Ensuite, nous nous sommes forcées avec Clémence à ne penser à personne, et c'était la bonne chose à faire d'ailleurs. Sinon, on allait se perdre et devenir schizophrènes, à naviguer entre Bernadette Chirac et Catherine Deneuve... On a vraiment essayé de créer des personnages qui s'inspiraient des personnes existantes mais en s'en détachant aussi. Donc je n'ai vraiment pas écrit pour Catherine, c'était une idée au départ, puis c'est revenu bien plus tard.

Avec Catherine, comme avec tous les autres acteurs et toute l'équipe, je me suis sentie aidée, portée, poussée, pas du tout jugée, vraiment accompagnée.

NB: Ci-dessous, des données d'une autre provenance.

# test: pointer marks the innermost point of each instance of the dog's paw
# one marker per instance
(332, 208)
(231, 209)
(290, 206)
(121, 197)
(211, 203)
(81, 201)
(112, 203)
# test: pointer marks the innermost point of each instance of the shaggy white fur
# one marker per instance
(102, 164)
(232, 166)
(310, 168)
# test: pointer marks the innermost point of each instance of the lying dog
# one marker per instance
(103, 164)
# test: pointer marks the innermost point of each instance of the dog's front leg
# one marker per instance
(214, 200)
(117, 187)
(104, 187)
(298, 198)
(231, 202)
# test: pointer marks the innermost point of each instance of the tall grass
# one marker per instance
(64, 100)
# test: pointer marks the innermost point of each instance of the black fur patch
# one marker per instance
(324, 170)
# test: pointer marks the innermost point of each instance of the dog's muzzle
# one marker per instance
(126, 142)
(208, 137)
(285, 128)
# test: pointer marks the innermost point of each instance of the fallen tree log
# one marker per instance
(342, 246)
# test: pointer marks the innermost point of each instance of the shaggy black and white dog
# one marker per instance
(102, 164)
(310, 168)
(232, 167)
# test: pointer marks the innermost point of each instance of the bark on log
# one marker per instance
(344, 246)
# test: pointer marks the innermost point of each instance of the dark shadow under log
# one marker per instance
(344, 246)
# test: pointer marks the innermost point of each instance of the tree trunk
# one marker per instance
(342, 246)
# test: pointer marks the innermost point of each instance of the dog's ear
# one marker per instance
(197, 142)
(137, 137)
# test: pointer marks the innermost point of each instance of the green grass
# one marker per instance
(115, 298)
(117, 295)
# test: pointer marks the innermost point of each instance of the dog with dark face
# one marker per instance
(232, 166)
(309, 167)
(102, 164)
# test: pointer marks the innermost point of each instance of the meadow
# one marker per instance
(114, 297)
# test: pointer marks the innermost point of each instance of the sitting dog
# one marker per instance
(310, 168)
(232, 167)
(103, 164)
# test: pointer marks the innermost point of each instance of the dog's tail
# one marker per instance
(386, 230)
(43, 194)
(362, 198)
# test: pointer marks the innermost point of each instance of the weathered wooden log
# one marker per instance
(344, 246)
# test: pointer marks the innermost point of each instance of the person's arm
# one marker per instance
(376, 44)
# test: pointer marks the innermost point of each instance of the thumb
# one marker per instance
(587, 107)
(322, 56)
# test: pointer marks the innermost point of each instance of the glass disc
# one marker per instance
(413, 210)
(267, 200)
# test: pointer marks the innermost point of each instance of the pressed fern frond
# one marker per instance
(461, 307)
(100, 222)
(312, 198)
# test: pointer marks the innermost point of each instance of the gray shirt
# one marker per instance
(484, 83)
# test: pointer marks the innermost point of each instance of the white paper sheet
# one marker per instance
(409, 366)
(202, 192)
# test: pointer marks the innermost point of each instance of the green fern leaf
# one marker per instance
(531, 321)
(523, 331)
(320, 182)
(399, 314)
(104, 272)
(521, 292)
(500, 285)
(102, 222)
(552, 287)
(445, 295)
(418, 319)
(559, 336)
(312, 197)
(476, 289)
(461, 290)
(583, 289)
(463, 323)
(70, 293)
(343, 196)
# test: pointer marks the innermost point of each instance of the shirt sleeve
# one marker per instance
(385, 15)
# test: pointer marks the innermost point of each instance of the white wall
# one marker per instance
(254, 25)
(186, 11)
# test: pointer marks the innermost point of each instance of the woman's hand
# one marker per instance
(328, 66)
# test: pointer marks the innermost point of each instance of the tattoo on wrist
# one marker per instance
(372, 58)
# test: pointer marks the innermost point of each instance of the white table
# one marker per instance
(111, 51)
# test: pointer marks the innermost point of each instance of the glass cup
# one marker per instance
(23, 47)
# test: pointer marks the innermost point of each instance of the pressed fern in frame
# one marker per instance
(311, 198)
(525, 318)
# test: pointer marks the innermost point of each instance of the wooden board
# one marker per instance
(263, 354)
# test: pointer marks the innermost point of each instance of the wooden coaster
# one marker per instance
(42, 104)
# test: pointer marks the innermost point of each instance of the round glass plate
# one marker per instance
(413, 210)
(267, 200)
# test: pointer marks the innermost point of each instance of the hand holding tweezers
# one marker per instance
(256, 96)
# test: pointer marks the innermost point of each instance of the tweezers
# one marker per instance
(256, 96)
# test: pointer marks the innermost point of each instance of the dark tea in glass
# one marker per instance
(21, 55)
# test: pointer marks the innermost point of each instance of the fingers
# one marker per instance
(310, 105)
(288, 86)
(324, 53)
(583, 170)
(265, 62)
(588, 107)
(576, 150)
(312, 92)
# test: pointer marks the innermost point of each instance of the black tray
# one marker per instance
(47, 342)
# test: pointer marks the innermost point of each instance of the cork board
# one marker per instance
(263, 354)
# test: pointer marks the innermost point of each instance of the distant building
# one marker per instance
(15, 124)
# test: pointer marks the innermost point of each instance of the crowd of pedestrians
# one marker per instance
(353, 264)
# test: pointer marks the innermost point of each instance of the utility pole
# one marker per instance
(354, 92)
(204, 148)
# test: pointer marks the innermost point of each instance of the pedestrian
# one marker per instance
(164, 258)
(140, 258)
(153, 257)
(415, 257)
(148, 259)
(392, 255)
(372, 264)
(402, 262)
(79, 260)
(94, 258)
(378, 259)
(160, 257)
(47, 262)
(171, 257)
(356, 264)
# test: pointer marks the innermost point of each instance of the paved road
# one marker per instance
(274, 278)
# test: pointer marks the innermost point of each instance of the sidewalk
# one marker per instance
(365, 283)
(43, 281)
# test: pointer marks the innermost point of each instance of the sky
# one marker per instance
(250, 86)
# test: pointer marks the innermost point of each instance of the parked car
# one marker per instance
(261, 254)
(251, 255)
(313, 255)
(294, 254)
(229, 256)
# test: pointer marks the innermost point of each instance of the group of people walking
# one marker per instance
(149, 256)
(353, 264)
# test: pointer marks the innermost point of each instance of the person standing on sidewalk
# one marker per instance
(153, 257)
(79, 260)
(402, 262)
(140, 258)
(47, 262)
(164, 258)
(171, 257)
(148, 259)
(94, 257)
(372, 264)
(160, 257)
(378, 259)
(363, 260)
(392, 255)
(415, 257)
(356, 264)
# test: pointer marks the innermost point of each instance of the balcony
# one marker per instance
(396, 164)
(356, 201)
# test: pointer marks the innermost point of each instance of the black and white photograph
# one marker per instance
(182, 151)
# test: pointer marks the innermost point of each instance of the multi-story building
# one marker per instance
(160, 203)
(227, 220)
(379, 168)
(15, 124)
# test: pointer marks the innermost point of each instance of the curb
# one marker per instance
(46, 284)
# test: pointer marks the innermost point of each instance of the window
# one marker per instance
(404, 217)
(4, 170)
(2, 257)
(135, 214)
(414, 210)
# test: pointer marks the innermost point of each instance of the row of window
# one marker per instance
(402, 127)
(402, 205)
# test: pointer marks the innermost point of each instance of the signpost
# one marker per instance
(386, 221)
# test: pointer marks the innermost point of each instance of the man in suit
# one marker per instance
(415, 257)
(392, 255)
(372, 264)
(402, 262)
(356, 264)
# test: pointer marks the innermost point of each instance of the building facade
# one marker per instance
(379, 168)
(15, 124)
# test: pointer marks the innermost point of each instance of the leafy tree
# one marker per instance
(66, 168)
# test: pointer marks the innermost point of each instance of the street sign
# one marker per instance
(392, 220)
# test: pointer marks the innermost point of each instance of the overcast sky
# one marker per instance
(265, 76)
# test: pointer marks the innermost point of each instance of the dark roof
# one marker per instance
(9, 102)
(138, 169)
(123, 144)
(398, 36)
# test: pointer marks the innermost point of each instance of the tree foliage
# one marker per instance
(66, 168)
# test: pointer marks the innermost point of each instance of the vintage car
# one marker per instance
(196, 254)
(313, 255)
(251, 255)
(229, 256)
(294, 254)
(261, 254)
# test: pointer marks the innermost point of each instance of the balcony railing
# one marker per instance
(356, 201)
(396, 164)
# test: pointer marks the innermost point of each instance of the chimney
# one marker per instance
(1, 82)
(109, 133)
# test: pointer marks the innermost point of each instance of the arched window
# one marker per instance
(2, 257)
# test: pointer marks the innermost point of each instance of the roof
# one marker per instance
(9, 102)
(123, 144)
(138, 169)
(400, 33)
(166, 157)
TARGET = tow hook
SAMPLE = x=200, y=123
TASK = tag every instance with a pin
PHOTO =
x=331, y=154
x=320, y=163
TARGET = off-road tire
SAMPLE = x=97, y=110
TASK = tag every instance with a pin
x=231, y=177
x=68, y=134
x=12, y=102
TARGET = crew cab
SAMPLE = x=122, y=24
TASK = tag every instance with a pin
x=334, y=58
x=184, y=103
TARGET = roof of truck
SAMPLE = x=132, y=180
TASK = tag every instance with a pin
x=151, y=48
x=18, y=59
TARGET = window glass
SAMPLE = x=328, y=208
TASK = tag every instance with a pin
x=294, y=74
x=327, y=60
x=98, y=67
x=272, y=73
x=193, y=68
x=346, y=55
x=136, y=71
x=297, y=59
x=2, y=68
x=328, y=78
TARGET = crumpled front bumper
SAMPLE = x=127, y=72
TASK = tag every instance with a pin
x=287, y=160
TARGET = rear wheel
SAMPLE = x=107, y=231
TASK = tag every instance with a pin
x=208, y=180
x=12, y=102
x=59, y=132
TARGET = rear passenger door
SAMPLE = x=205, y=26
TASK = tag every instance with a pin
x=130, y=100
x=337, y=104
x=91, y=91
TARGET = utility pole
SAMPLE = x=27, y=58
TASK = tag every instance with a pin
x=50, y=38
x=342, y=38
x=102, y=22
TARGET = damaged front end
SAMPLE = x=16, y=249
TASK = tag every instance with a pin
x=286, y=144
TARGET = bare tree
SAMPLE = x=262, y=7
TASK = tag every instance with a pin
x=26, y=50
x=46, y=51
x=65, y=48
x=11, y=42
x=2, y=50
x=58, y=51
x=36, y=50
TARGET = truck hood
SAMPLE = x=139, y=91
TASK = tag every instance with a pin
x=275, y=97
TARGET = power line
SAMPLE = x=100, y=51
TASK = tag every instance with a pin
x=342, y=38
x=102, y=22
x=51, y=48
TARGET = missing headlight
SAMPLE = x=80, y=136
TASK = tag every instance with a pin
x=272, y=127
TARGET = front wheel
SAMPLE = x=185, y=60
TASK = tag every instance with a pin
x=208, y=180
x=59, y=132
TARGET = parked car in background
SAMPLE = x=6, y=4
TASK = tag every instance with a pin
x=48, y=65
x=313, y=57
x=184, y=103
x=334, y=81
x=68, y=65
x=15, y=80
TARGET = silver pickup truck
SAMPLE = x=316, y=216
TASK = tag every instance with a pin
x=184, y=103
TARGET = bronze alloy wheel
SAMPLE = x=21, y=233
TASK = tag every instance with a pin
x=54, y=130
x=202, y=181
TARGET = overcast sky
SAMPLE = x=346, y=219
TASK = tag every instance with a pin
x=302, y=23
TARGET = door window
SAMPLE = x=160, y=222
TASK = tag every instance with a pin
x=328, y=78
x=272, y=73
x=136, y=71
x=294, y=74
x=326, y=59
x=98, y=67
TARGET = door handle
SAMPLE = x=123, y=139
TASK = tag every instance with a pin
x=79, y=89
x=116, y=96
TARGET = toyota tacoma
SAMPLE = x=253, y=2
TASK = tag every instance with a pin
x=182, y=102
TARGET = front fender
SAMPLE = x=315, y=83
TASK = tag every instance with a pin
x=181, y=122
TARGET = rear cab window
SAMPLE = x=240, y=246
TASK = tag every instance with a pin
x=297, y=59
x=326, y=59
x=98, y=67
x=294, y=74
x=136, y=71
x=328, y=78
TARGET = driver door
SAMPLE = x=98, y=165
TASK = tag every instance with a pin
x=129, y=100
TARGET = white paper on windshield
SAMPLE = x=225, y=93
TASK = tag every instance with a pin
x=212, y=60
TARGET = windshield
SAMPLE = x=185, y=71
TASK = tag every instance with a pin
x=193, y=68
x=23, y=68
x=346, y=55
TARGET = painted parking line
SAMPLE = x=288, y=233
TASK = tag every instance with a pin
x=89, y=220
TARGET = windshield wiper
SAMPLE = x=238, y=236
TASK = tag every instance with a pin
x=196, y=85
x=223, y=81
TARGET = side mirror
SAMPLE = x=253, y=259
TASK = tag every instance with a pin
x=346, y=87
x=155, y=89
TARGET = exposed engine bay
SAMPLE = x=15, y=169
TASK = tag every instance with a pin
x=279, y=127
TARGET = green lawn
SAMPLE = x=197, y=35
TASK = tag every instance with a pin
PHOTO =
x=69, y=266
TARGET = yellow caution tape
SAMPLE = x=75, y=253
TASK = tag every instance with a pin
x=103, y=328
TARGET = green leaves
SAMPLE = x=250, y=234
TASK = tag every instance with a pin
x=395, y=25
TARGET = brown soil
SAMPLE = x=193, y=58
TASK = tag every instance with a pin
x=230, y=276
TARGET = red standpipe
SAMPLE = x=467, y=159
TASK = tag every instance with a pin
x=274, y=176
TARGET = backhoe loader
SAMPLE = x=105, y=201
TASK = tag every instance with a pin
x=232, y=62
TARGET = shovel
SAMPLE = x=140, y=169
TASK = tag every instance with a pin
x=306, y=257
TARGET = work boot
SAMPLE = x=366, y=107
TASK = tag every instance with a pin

Catherine s'implique énormément dans les films et notamment dans les premiers films. Elle ne donne aucune leçon. Elle a complètement respecté ma vision mais on a aussi beaucoup discuté, on a regardé les rushs ensemble. Il y a un vrai dialogue qui s'est créé autour du film, qui va au-delà de son rôle, qui concerne aussi les décors choisis par exemple.

L'idée, c'était vraiment qu'on soit avec elle et son personnage tout le temps, qu'on traverse toute cette épopée avec elle, qu'on rie avec elle, qu'on pleure avec elle, qu'on soit touché avec elle.

Comment avez-vous pensé l'identité visuelle et la photographie du film, qui s'accordent à l'univers à la fois très feutré et coloré de Bernadette Chirac ?

Léa Domenach : On a beaucoup discuté avec la cheffe opératrice (Elin Kirschfink, ndlr). Je voulais quelque chose de très coloré et qui fasse aussi référence aux années 1990. On a essayé plusieurs filtres, pour qu'il y ait un côté un peu glow, un peu rouge. Je voulais que les polices soient fluos...

Bernadette
Bernadette ©Warner Bros.

Et en même temps, on ne voulait pas que ce soit trop agressif. On ne voulait que ça fasse aquarium. Pour les intérieurs, notamment dans le palais, on voulait quelque chose de feutré avec également un côté glow, intime et presque magique. Il fallait presque qu'il y ait un côté carton-pâte, pour qu'on soit vraiment dans la fable. C'est vraiment très assumé. Je ne voulais surtout pas faire un film naturaliste. D'ailleurs, il y a très très peu de caméra à l'épaule, tout est très posé, la mise en scène est hyper découpée. Le côté Walt Disney, on l'assume.

Vous avez eu des contacts avec des membres de la famille Chirac, ou de leur entourage ?

Léa Domenach : Oui, mais pas avant. L'idée, c'était vraiment qu'on soit libres, qu'on puisse faire ce qu'on voulait. On ne les a pas prévenus qu'on allait faire le film, on ne les a pas prévenus pendant le tournage. Parce que juridiquement, à partir du moment où on les prévenait, ils avaient le droit de lire le scénario et de regarder le film, ce qu'on ne voulait pas.

Par contre, quand le film a été terminé, on leur a proposé de le voir et ils l'ont vu. Mais ce n'est pas à moi de dire ce qu'ils en ont pensé, ils le diront si ils veulent le dire, mais en tout cas ils l'ont vu. (rires)

Bernadette est à découvrir au cinéma dès le 4 octobre 2023.